ABC (Córdoba)

Los intocables

Detrás de tanta sobreactua­ción sólo hay una vulgaridad muy poco épica: un político que intenta esquivar una sospecha

- IGNACIO CAMACHO

CABE presumir que Pedro Sánchez habrá leído y/o visto los principale­s periódicos y noticieros europeos durante sus ejercicios espiritual­es. Si lo ha hecho sabrá que la idea de que sopesa dimitir porque su esposa está acusada de corrupción es dominante en todos los titulares. No se habla en ellos de ataques de la oposición, ni de conspiraci­ón judicial, ni de democracia en peligro, ni de ‘lawfare’. Corrupción es la palabra unánime en esos medios –la BBC, el ‘Guardian’, ‘Le Figaro’, el ‘Times’–, bien lejanos de la fachosfera y de la galaxia digital española que el presidente considera tan despreciab­le. Quizás en su arrebato emocional del miércoles midió mal el impacto sobre su imagen. O tal vez que ésa es la percepción de una mirada desapasion­ada y distante de nuestras crispadas realidades: un político cuyo entorno familiar está envuelto en problemas judiciales. Una sospecha de tráfico de influencia­s cuyos detalles, más allá de que encajen o no en algún ilícito penal, no puede negar ni de hecho niega nadie.

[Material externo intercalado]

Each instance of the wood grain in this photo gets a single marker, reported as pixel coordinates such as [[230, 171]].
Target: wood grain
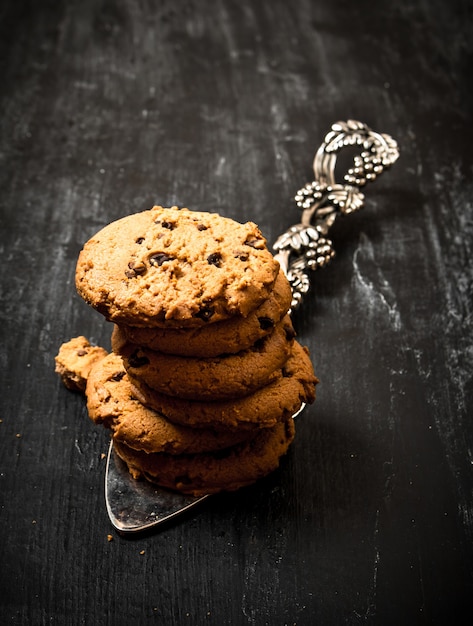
[[109, 106]]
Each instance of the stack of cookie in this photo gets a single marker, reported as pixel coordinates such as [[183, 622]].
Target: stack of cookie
[[205, 372]]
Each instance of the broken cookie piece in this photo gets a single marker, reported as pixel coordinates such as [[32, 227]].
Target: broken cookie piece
[[74, 361]]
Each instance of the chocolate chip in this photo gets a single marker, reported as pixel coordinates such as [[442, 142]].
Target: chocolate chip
[[243, 256], [290, 333], [259, 344], [169, 225], [265, 323], [117, 376], [205, 313], [159, 258], [215, 259], [137, 360], [138, 267], [256, 243]]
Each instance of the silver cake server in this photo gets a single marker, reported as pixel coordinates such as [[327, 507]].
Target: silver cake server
[[137, 505]]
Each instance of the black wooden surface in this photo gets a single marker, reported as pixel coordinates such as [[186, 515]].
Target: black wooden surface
[[110, 106]]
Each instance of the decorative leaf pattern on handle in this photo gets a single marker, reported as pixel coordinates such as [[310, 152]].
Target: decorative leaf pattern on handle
[[305, 246]]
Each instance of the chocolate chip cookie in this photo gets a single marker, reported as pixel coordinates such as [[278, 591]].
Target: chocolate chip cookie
[[210, 340], [264, 408], [210, 379], [170, 266], [74, 361], [110, 402], [212, 472]]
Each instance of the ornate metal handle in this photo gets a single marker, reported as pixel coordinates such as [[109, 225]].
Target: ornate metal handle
[[305, 246]]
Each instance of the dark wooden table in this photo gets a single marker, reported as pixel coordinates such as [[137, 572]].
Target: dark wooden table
[[110, 106]]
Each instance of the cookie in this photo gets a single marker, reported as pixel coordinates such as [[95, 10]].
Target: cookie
[[207, 473], [210, 379], [170, 266], [75, 360], [264, 408], [226, 337], [110, 402]]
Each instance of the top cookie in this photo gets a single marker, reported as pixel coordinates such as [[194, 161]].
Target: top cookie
[[175, 267]]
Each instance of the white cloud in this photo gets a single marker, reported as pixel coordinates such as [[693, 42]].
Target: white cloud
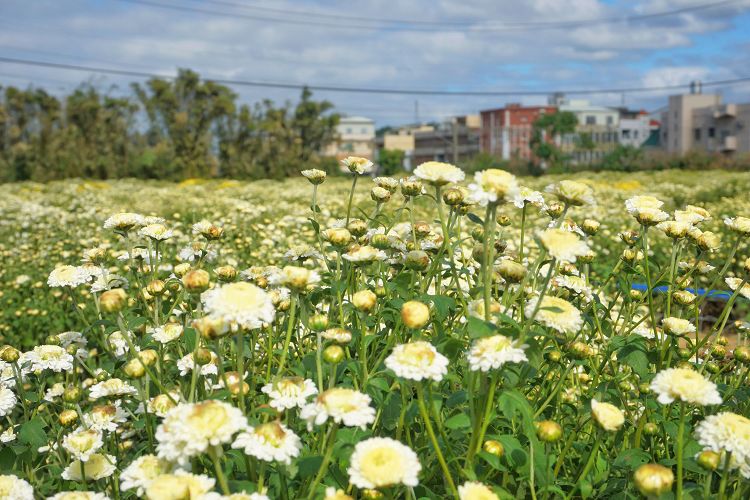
[[146, 38]]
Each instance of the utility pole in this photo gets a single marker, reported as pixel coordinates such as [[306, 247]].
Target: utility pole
[[455, 140]]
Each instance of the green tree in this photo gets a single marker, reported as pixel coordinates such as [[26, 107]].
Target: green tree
[[181, 115], [546, 136], [391, 161]]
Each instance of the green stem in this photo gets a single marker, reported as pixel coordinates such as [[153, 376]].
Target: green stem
[[351, 197], [433, 438], [288, 339]]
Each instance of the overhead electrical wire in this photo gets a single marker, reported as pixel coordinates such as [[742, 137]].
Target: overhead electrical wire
[[372, 90], [340, 22]]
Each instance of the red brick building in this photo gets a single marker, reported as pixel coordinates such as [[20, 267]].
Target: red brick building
[[506, 132]]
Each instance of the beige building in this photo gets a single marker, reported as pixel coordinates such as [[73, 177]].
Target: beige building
[[701, 122], [355, 137]]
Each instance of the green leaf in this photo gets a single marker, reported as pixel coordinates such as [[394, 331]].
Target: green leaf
[[309, 465], [475, 219], [460, 421], [631, 459], [32, 433], [479, 328]]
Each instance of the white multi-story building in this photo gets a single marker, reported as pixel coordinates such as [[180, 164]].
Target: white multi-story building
[[355, 137]]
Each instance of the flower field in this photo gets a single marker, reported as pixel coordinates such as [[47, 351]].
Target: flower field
[[438, 336]]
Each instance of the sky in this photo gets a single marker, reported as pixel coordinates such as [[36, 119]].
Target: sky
[[445, 45]]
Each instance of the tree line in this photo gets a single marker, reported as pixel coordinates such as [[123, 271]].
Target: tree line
[[167, 129]]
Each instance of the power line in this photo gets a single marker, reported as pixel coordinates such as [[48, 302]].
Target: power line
[[371, 90], [636, 17], [337, 21]]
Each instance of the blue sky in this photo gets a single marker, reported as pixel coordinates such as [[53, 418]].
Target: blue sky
[[225, 39]]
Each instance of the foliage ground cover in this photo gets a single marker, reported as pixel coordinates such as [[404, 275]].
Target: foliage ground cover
[[433, 337]]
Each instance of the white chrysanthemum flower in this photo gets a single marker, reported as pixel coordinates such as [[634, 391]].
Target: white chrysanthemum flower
[[493, 186], [734, 284], [54, 392], [8, 401], [490, 353], [474, 490], [572, 192], [417, 360], [105, 418], [167, 333], [439, 173], [727, 432], [677, 326], [141, 471], [190, 429], [381, 462], [556, 313], [638, 203], [118, 344], [180, 484], [739, 225], [357, 165], [71, 276], [344, 406], [15, 488], [684, 384], [608, 416], [651, 216], [47, 357], [241, 303], [158, 232], [186, 365], [124, 221], [563, 245], [271, 442], [161, 404], [314, 175], [528, 196], [365, 254], [575, 284], [674, 229], [295, 277], [388, 183], [79, 495], [111, 387], [302, 252], [98, 466], [82, 443], [289, 392], [108, 282]]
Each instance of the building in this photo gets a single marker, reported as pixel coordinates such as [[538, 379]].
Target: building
[[596, 134], [402, 139], [454, 141], [637, 129], [698, 121], [355, 136], [507, 132]]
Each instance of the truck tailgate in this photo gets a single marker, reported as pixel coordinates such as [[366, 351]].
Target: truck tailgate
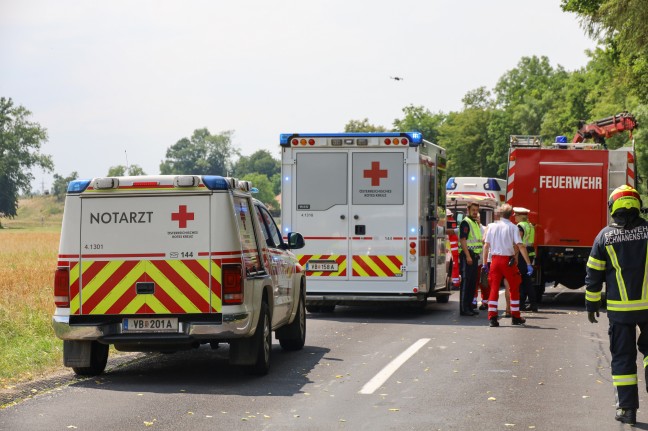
[[144, 255]]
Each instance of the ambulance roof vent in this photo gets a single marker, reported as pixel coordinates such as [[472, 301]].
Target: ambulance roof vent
[[186, 181], [105, 183]]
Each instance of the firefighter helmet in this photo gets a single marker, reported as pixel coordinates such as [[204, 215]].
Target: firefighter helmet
[[624, 197]]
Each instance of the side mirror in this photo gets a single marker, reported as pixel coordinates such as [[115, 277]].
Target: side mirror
[[295, 240]]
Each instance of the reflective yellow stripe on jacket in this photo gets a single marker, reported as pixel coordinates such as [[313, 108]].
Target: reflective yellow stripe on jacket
[[624, 380], [474, 240], [624, 304]]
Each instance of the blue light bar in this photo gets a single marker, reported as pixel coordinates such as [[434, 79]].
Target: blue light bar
[[450, 184], [78, 186], [215, 182], [415, 138], [492, 184]]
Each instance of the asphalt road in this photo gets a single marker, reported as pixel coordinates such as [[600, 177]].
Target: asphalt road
[[364, 368]]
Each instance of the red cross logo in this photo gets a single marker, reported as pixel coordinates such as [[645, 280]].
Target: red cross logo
[[182, 216], [375, 173]]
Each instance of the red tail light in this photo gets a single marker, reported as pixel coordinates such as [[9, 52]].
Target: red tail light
[[232, 285], [62, 287]]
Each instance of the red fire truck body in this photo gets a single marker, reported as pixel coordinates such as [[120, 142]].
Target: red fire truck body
[[566, 188]]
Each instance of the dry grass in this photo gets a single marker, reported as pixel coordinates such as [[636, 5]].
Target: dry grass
[[28, 346]]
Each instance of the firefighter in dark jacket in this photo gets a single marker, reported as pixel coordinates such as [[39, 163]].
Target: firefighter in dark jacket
[[471, 244], [619, 260]]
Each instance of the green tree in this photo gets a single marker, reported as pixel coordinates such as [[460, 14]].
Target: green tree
[[420, 119], [362, 126], [264, 187], [20, 144], [260, 162], [59, 187], [202, 154], [620, 26], [122, 170]]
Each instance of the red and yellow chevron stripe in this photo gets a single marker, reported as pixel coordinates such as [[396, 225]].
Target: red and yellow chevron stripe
[[181, 286], [340, 259], [377, 266]]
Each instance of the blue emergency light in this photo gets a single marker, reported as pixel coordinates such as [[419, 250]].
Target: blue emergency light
[[450, 184], [492, 184], [215, 182], [415, 138], [78, 186]]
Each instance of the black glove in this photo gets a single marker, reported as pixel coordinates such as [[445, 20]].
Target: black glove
[[590, 314], [591, 318]]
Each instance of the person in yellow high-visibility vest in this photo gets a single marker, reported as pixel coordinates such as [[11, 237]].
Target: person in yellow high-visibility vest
[[527, 232], [619, 258], [470, 240]]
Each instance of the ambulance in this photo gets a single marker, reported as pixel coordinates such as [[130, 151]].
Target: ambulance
[[371, 209], [172, 262]]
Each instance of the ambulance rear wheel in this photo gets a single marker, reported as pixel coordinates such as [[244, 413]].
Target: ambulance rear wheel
[[98, 360], [293, 336], [263, 342]]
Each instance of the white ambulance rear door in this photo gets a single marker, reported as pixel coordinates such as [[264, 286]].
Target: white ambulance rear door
[[320, 211], [378, 215]]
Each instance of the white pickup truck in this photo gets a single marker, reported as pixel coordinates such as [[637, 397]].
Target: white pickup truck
[[167, 263]]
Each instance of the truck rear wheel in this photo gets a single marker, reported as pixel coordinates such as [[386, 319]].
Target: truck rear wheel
[[262, 342], [98, 360], [293, 336]]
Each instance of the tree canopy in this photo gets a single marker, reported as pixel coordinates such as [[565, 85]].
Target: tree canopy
[[121, 170], [20, 151], [202, 154]]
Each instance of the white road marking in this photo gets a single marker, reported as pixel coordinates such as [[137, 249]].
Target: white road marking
[[382, 376]]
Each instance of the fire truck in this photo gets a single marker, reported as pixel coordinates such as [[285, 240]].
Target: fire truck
[[371, 208], [566, 186]]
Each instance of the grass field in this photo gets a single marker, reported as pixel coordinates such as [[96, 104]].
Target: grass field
[[28, 346]]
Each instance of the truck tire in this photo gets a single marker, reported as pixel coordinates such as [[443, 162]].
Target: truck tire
[[442, 298], [293, 336], [263, 342], [313, 309], [98, 360]]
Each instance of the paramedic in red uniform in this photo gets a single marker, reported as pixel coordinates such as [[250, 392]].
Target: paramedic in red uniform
[[619, 259], [501, 242], [470, 239]]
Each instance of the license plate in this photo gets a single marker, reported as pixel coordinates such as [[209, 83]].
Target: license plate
[[321, 266], [148, 324]]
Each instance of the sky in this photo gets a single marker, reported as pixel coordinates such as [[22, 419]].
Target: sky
[[121, 81]]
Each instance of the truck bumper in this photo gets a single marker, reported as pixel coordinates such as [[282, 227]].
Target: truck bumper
[[234, 326]]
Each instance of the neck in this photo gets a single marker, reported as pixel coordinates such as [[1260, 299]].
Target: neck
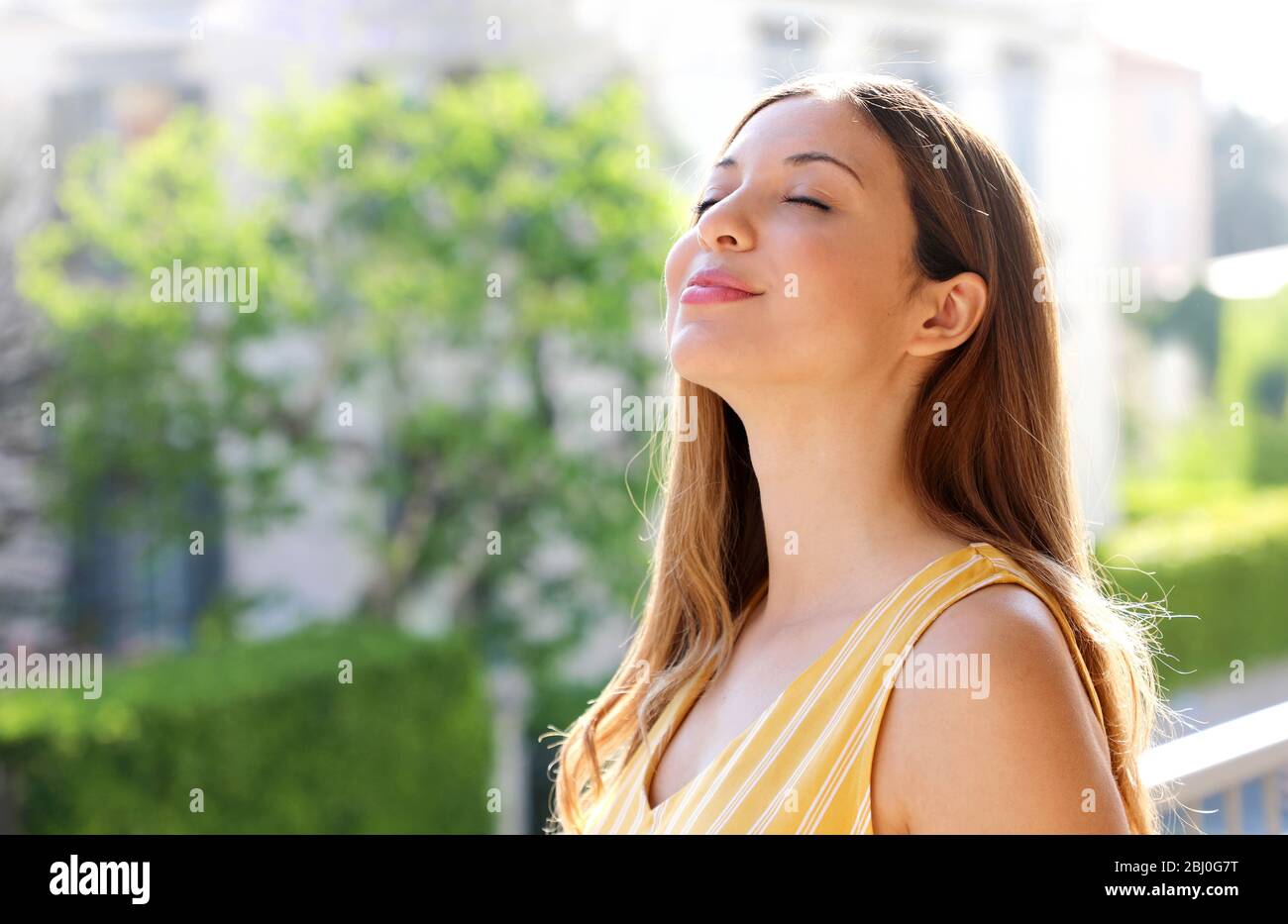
[[840, 516]]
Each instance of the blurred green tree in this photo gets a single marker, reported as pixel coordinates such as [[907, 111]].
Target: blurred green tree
[[428, 266]]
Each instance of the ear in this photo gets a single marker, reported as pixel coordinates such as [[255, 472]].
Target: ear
[[948, 313]]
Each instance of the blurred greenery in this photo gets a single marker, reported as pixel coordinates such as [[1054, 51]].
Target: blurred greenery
[[269, 734], [438, 261], [1220, 559], [1207, 510]]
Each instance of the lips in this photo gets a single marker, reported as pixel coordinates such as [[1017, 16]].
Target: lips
[[709, 286]]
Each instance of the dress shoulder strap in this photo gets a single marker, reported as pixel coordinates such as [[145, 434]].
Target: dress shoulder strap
[[987, 566]]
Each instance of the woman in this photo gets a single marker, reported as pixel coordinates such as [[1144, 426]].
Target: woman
[[876, 528]]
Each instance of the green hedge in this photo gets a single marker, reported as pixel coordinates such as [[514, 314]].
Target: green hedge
[[269, 734], [1227, 562]]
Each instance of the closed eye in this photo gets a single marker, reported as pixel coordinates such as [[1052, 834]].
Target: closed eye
[[802, 200]]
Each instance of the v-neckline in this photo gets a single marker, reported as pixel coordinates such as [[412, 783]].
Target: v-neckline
[[691, 691]]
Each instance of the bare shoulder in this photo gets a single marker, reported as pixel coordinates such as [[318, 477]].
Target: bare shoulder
[[991, 730]]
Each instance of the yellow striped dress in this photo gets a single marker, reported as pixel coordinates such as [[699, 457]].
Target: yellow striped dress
[[804, 766]]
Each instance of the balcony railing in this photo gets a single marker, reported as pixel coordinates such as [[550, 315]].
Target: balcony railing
[[1229, 778]]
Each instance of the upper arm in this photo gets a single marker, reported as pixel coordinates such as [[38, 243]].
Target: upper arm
[[1021, 753]]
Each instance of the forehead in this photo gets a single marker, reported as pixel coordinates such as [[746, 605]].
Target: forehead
[[811, 124]]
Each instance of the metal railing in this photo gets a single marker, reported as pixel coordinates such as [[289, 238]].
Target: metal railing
[[1212, 772]]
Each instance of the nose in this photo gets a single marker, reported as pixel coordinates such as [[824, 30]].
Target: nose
[[725, 224]]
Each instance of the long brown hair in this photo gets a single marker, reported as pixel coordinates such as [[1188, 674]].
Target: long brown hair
[[1000, 473]]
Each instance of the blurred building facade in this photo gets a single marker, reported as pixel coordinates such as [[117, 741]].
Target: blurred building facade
[[1061, 101]]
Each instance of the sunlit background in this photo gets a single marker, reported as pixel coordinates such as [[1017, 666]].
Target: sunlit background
[[349, 551]]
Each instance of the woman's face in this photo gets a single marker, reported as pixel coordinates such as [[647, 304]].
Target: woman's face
[[831, 284]]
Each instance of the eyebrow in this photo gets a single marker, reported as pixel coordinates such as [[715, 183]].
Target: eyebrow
[[804, 157]]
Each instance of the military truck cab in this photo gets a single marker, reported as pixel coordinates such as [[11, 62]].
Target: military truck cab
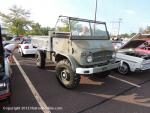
[[77, 46]]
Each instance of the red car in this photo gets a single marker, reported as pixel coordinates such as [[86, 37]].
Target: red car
[[145, 47]]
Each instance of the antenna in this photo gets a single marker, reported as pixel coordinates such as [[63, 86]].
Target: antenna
[[95, 10], [95, 14], [1, 51]]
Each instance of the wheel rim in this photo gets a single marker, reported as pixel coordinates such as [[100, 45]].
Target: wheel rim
[[65, 76], [123, 69]]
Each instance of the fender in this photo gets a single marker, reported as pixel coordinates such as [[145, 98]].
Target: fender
[[73, 62]]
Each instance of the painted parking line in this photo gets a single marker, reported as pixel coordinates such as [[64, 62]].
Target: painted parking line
[[125, 81], [37, 96]]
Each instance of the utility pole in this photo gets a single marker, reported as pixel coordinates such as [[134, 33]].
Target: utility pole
[[119, 21], [95, 14], [1, 51], [95, 10]]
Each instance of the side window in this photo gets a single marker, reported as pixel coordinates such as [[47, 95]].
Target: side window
[[62, 25]]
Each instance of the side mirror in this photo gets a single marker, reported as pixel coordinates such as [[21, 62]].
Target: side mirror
[[51, 33]]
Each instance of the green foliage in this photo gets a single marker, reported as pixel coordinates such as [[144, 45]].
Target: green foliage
[[17, 20], [125, 35], [38, 30]]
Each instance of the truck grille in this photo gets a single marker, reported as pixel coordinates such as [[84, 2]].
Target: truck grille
[[102, 56]]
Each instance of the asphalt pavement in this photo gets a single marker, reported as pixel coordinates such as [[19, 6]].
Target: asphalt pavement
[[114, 94]]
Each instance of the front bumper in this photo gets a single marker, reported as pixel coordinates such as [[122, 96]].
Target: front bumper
[[97, 69], [29, 51], [5, 96]]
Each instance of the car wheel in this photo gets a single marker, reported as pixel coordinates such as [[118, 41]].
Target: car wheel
[[124, 69], [21, 53], [66, 76], [40, 59]]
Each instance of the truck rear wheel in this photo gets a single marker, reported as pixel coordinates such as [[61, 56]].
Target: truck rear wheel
[[66, 76], [124, 69], [40, 59]]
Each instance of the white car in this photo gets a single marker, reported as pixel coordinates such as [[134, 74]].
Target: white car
[[132, 60], [26, 48]]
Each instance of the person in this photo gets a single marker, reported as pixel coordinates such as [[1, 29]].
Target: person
[[85, 31], [9, 50]]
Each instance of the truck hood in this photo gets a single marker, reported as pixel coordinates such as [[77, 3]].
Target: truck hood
[[136, 41], [93, 44]]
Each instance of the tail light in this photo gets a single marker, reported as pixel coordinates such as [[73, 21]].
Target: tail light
[[26, 47]]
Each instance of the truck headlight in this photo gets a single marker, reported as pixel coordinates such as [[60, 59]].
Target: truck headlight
[[113, 55], [89, 59], [3, 86]]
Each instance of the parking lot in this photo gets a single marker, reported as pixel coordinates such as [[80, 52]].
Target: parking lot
[[33, 87]]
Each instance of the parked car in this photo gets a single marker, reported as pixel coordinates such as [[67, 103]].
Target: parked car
[[144, 48], [131, 59], [117, 44], [5, 76], [26, 48]]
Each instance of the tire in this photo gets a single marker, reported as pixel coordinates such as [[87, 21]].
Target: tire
[[66, 76], [40, 59], [124, 69], [102, 74], [21, 53]]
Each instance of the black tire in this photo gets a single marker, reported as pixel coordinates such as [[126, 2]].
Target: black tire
[[124, 69], [66, 76], [40, 59], [102, 74], [21, 53]]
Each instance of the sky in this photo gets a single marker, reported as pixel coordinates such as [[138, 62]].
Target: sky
[[133, 13]]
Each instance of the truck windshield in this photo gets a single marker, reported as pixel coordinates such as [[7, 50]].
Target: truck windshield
[[88, 30]]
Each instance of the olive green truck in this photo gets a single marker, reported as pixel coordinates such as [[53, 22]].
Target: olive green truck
[[78, 47]]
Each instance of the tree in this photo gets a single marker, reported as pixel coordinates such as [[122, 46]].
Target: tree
[[132, 34], [17, 21], [38, 30], [125, 35]]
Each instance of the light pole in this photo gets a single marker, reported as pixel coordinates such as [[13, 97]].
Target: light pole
[[119, 21], [95, 10], [95, 14], [1, 51]]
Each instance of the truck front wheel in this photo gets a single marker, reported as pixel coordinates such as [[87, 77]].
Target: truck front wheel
[[124, 69], [66, 76], [40, 59]]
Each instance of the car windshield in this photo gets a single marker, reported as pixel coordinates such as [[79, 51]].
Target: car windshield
[[88, 29]]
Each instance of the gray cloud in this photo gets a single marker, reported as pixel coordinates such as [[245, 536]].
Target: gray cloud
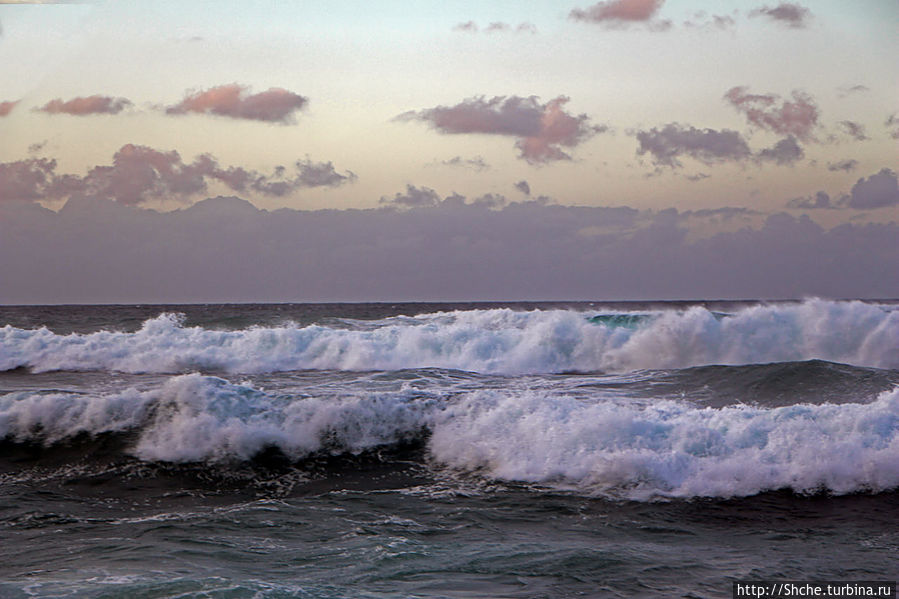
[[784, 152], [854, 130], [893, 121], [668, 144], [140, 173], [496, 27], [275, 105], [621, 13], [847, 90], [820, 200], [880, 190], [848, 165], [794, 16], [414, 197], [877, 191], [542, 129], [477, 163], [7, 106], [767, 111], [224, 249], [702, 20], [523, 187], [83, 106]]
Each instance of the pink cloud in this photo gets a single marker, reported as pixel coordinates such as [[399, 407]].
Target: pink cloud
[[139, 173], [234, 101], [6, 107], [618, 11], [792, 15], [768, 111], [541, 128], [468, 26], [86, 105]]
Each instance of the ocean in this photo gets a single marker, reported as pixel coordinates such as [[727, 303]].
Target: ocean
[[517, 450]]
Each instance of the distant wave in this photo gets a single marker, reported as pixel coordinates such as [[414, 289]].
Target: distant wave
[[610, 447], [488, 341]]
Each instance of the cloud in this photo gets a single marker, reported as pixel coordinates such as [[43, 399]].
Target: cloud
[[541, 129], [794, 16], [223, 249], [496, 27], [784, 152], [893, 121], [854, 130], [880, 190], [848, 165], [492, 201], [820, 200], [26, 179], [139, 173], [414, 197], [668, 144], [6, 107], [701, 21], [275, 105], [523, 187], [620, 13], [847, 90], [477, 163], [83, 106], [769, 112], [468, 26], [37, 147]]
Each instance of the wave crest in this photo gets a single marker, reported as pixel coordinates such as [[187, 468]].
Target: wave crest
[[489, 341]]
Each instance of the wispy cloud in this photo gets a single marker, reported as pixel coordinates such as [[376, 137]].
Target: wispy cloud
[[477, 163], [622, 13], [848, 165], [139, 173], [794, 16], [83, 106], [496, 27], [275, 105], [542, 129], [668, 144], [798, 117], [6, 107]]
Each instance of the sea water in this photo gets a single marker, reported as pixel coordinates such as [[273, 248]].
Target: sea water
[[446, 450]]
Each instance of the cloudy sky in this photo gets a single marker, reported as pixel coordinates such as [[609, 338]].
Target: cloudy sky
[[527, 149]]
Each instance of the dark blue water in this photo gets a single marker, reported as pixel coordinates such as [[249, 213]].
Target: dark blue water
[[464, 450]]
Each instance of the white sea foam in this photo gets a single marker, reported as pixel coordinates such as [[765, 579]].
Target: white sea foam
[[672, 449], [609, 446], [489, 341]]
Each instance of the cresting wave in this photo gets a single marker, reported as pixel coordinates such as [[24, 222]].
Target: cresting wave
[[488, 341], [611, 447]]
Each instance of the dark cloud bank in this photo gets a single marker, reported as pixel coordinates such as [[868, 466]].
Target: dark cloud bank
[[224, 249]]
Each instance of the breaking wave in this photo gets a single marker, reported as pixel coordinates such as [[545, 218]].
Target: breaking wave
[[609, 447], [489, 341]]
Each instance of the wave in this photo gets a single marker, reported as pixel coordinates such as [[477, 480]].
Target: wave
[[610, 447], [489, 341]]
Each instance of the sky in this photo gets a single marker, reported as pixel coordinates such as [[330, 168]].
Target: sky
[[457, 150]]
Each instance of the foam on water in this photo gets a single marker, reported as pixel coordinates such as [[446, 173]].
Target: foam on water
[[489, 341], [610, 446]]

Porque todo el asunto es mucho más vulgar de lo que pretende hacer ver la movilizaci­ón propagandí­stica del Partido Socialista. Y es el jefe del Gobierno quien con su reacción sobreactua­da le ha dado carácter de anomalía tratando de hacerse la víctima de una persecució­n de la oposición aliada con oscuras terminales de la justicia. Nada nuevo ni excepciona­l: el señalamien­to de los jueces es una caracterís­tica común de los dirigentes populistas. Lo hemos visto con Trump en USA, con Orban en Hungría, con Bolsonaro en Brasil, con Morales en Bolivia, con Kirchner en Argentina. Ellos constituye­n la encarnació­n del pueblo, el dique de la democracia frente a las castas que pretenden destruirla con maquinacio­nes e intrigas. Y fuera de su verdad transparen­te y limpia sólo hay intentos de desestabil­ización, maniobras torcidas, espurias asechanzas disfrazada­s con el camuflaje de la autonomía jurídica.

Lo que Sánchez reclama con ese sonrojante mensaje de marido romántico y de gobernante desbordado, a punto de quiebra ante un atropello inhumano, no es más que un espacio de inmunidad, un rango de intocable protegido por la razón de Estado. Es decir, el privilegio de un blindaje, extensible a su familia, ante la ley que obliga al resto de los ciudadanos. Detrás de su impostura lastimera de honor herido hay un pronunciam­iento contra el compromiso igualitari­o que está en la base del sistema democrátic­o, una convicción en la intangibil­idad providenci­alista de su liderazgo. Pero las cosas son como son, y tanto si renuncia como si se queda su caso no pasará de algo tan cotidiano como el de un mandatario acorralado por un escándalo que además él mismo ha agrandado al echar los pies por alto. Se trata de una cuestión tan ordinaria como una denuncia de corrupción tramitada en un juzgado. Lo demás es simulacro, ruido, artificio melodramát­ico. Épica de saldo.